A depressão resultante da AIDS

É aceito na medicina que sintomas depressivos são mais comuns em pessoas acometidas por doenças crônicas, em comparação à população em geral, com uma média de um terço dos pacientes hospitalizados, com sintomas de depressão e um quarto apresentando uma síndrome depressiva bem definida, de gravidade ligada diretamente à severidade da doença contraída.

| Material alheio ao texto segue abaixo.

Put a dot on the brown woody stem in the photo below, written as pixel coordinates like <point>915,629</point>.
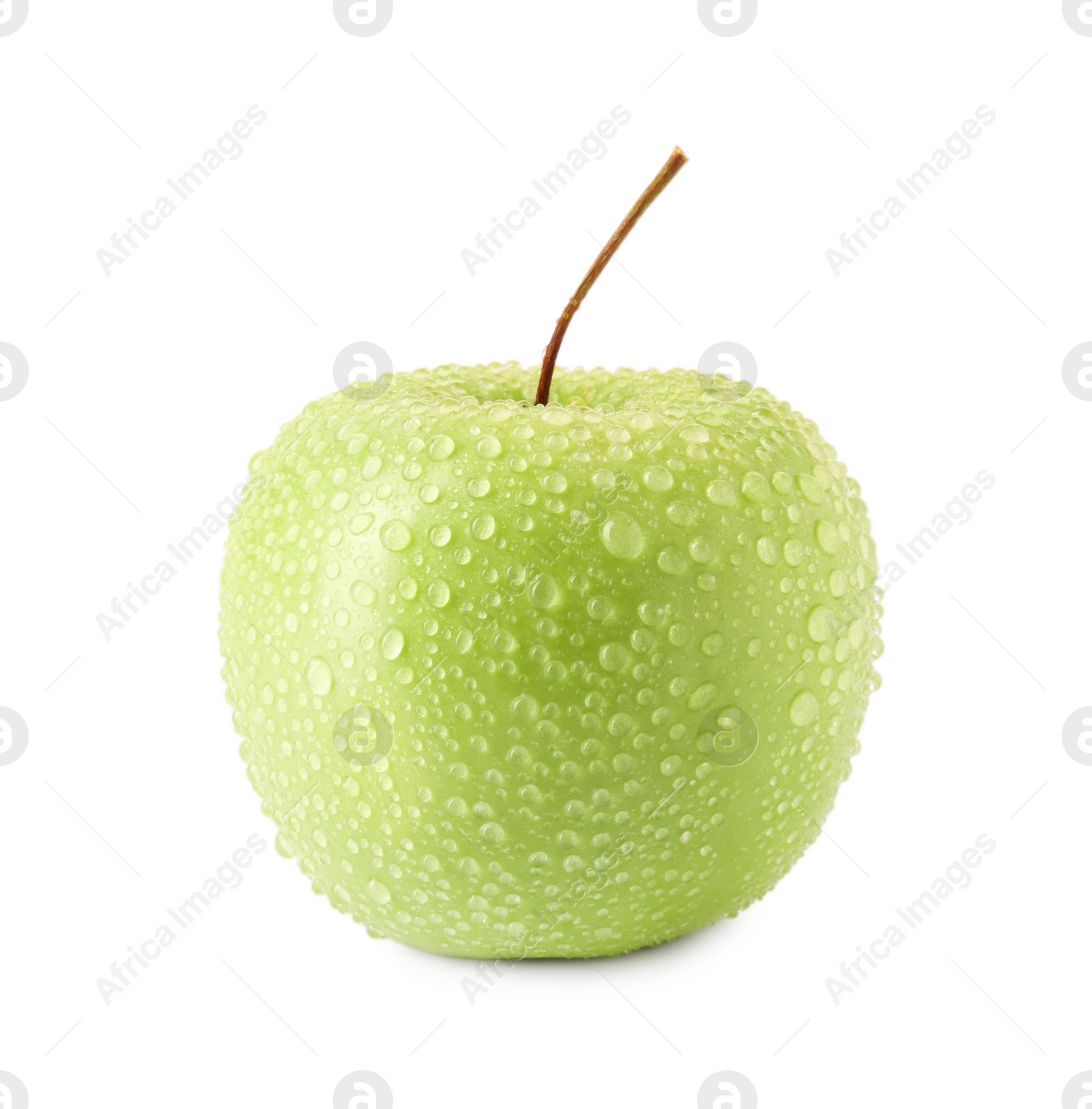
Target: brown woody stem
<point>661,181</point>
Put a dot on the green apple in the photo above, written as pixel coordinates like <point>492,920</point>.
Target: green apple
<point>559,680</point>
<point>527,674</point>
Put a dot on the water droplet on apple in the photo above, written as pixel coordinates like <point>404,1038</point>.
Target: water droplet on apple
<point>768,550</point>
<point>392,644</point>
<point>614,657</point>
<point>440,592</point>
<point>826,536</point>
<point>377,892</point>
<point>822,624</point>
<point>804,709</point>
<point>672,560</point>
<point>319,676</point>
<point>756,487</point>
<point>484,527</point>
<point>622,536</point>
<point>658,479</point>
<point>680,513</point>
<point>545,592</point>
<point>395,536</point>
<point>721,493</point>
<point>440,447</point>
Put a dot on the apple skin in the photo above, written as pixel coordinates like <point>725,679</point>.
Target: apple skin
<point>611,654</point>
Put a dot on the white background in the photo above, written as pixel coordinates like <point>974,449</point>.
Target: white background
<point>923,362</point>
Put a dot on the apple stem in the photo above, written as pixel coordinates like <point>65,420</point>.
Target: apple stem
<point>661,181</point>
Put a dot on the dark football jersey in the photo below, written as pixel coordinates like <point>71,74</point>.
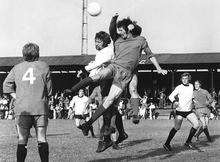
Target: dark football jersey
<point>31,82</point>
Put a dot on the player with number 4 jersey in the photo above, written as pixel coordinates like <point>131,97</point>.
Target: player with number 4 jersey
<point>30,84</point>
<point>31,90</point>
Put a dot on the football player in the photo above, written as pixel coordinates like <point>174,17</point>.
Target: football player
<point>183,94</point>
<point>202,99</point>
<point>30,83</point>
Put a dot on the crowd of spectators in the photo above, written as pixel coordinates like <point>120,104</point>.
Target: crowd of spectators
<point>59,105</point>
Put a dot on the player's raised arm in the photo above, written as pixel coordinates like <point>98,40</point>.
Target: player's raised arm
<point>9,83</point>
<point>49,83</point>
<point>113,28</point>
<point>174,94</point>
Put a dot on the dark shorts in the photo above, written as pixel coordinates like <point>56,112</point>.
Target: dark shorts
<point>28,121</point>
<point>184,114</point>
<point>201,112</point>
<point>81,116</point>
<point>122,76</point>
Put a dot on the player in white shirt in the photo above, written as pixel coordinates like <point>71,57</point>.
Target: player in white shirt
<point>79,104</point>
<point>183,94</point>
<point>103,55</point>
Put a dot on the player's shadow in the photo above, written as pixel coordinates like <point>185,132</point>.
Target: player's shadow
<point>215,137</point>
<point>134,142</point>
<point>149,153</point>
<point>144,154</point>
<point>58,134</point>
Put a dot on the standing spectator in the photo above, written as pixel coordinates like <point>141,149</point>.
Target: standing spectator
<point>162,99</point>
<point>152,108</point>
<point>202,100</point>
<point>33,88</point>
<point>79,103</point>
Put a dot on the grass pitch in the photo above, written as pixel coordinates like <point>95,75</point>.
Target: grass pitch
<point>67,144</point>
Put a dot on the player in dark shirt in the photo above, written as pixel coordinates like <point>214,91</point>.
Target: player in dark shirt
<point>33,88</point>
<point>127,50</point>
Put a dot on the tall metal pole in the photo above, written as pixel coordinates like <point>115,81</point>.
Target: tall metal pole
<point>84,45</point>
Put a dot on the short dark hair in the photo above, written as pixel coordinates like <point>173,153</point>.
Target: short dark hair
<point>124,23</point>
<point>136,31</point>
<point>30,52</point>
<point>186,74</point>
<point>104,37</point>
<point>198,82</point>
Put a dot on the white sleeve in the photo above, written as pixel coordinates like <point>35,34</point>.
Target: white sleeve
<point>173,94</point>
<point>106,55</point>
<point>72,102</point>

A infecção pelo HIV causa repercussões psíquicas que, além de ser uma doença grave, fatal e incurável, que coloca o indivíduo contaminado face a face com a possibilidade da morte, a epidemia da AIDS causa reações violentas de discriminação e exclusão social, tocando em uma série de tabus da sociedade. Isso torna os sintomas depressivos e os episódios de depressão muito freqüentes nos portadores do vírus HIV, em geral variando de 22% a 45% da população total, sendo um pouco maior em indivíduos HIV positivos.

Além de todos os efeitos conhecidos da depressão sobre o sistema imunológico, os pacientes deprimidos aderem menos ao tratamento anti-retroviral, ocasionando uma progressão da doença e aumento da mortalidade decorrente da AIDS. Pode-se concluir então que o diagnóstico adequado, assim como o tratamento das reações de estresse, dos sintomas depressivos e dos episódios de depressão em pacientes infectados pelo HIV, ocasiona uma melhora na qualidade de vida, além de uma melhor evolução da doença.

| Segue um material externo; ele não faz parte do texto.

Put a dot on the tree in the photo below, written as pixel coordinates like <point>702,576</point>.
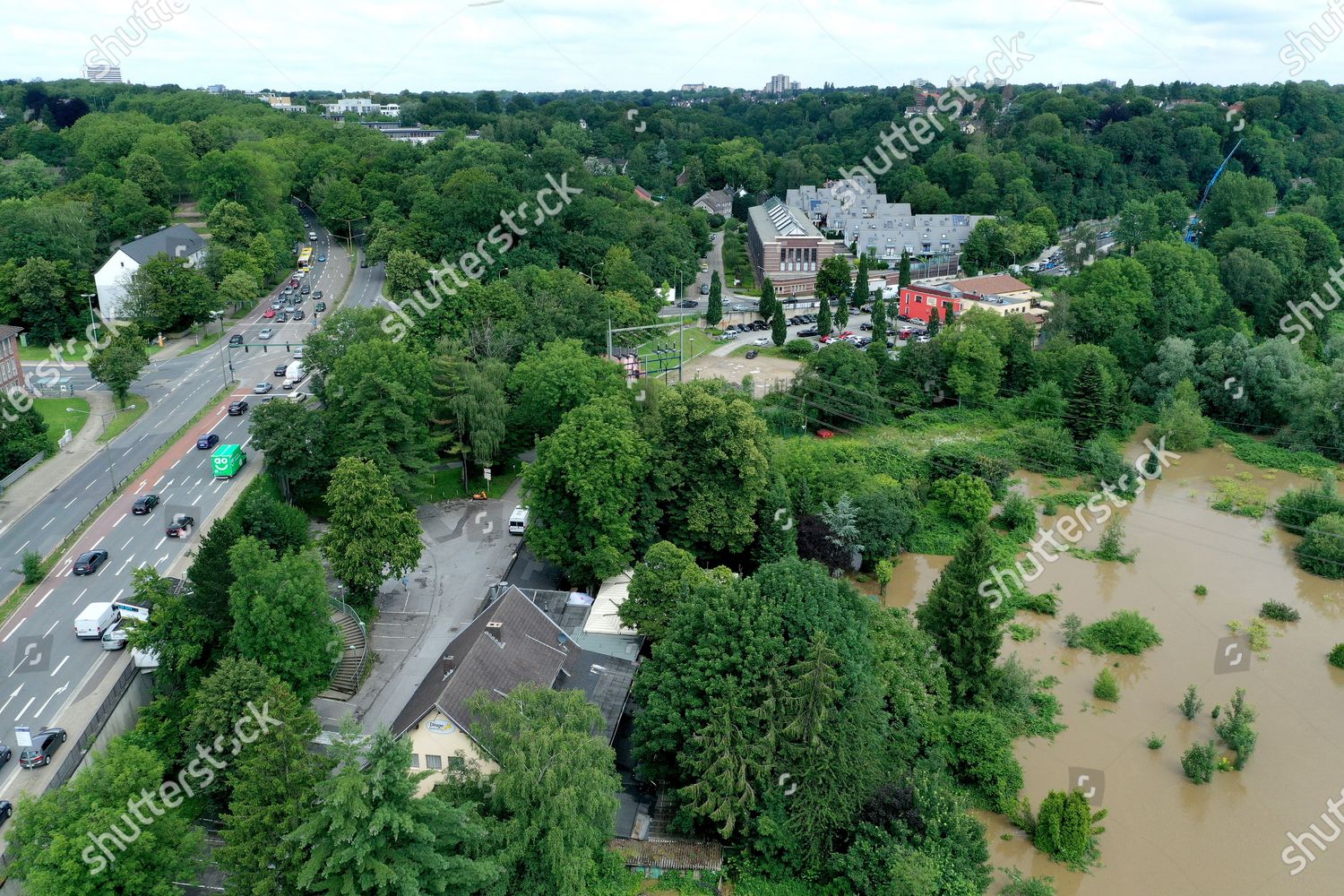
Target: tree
<point>554,793</point>
<point>142,837</point>
<point>282,616</point>
<point>962,621</point>
<point>274,791</point>
<point>373,536</point>
<point>370,836</point>
<point>583,489</point>
<point>120,363</point>
<point>715,312</point>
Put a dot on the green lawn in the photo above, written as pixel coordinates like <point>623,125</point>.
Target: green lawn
<point>58,419</point>
<point>136,408</point>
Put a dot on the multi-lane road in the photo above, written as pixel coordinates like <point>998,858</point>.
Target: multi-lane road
<point>43,665</point>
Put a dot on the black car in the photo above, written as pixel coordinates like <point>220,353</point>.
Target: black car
<point>43,745</point>
<point>180,525</point>
<point>89,562</point>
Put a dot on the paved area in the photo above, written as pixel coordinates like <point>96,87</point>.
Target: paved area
<point>467,549</point>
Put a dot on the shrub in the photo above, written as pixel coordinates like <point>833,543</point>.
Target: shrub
<point>1322,549</point>
<point>1279,611</point>
<point>1199,762</point>
<point>1123,632</point>
<point>1191,702</point>
<point>1105,686</point>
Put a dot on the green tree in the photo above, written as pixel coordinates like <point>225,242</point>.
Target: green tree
<point>554,793</point>
<point>282,616</point>
<point>368,834</point>
<point>964,622</point>
<point>274,791</point>
<point>120,363</point>
<point>371,535</point>
<point>715,312</point>
<point>134,849</point>
<point>585,487</point>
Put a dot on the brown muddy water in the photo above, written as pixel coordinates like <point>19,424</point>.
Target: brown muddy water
<point>1166,836</point>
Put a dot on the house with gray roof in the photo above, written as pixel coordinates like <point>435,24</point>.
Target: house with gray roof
<point>113,279</point>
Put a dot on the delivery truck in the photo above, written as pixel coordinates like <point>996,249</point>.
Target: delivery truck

Os dados do estudo sugerem ainda que, apesar da prevalência de depressão ao longo da vida ser alta nessa população, a maioria das mulheres não apresentou episódios depressivos recorrentes. É importante frisar que a literatura descreve que a recorrência de episódios se deve cada vez menos a fatores de estresse, acontecendo mais espontaneamente, sem um fator desencadeante bem definido. Logo, o mais provável é que as pacientes avaliadas apresentaram ou estão apresentando o seu primeiro episódio de depressão, sendo que uma recorrência futura é sempre possível. A grande parte das mulheres estudadas, 48%, apresentou ao menos um episódio de depressão previamente, sendo que apenas 22,4% chegaram a essa situação antes do diagnóstico.

Perspectivas futuras

Os resultados encontrados na pesquisa ressaltam a importância de uma adequada assistência psiquiátrica e psicológica para as mulheres, não apenas para o tratamento, mas também para a prevenção dos episódios depressivos. Além disso, fica evidente a importância de novas investigações sobre o tema, não apenas pela alta prevalência de transtornos depressivos encontrada, mas também pelos possíveis desdobramentos que a depressão pode ter sobre a qualidade de vida dessas pacientes, assim como sobre a evolução da infecção pelo HIV.

Outro ponto levantado, este da prática clínica de Melo, vem da percepção de que vários pacientes iniciam quadros de depressão após sofrerem preconceito em ambiente de trabalho. Essas pessoas desenvolvem depressões moderadas e graves associadas à fobia de encontrar pessoas do ambiente de trabalho e inclusive de passar em frente ao local do emprego, e ficam afastadas, recebendo benefícios pelo INSS, e não podendo retornar a atividades produtivas. O preconceito ainda é muito grande, e Melo atenta para o fato de que a mídia divulga isso muito pouco, passando a idéia de que, pelo fato de existir tratamento para AIDS, os portadores do HIV estão vivendo bem. É claro que a qualidade de vida melhorou muito após o surgimento do coquetel, mas ao mesmo tempo as dificuldades psicossociais continuam, em especial a relação entre o preconceito no ambiente de trabalho e o desenvolvimento de quadros depressivos graves, abrindo toda uma gama nova de pesquisas.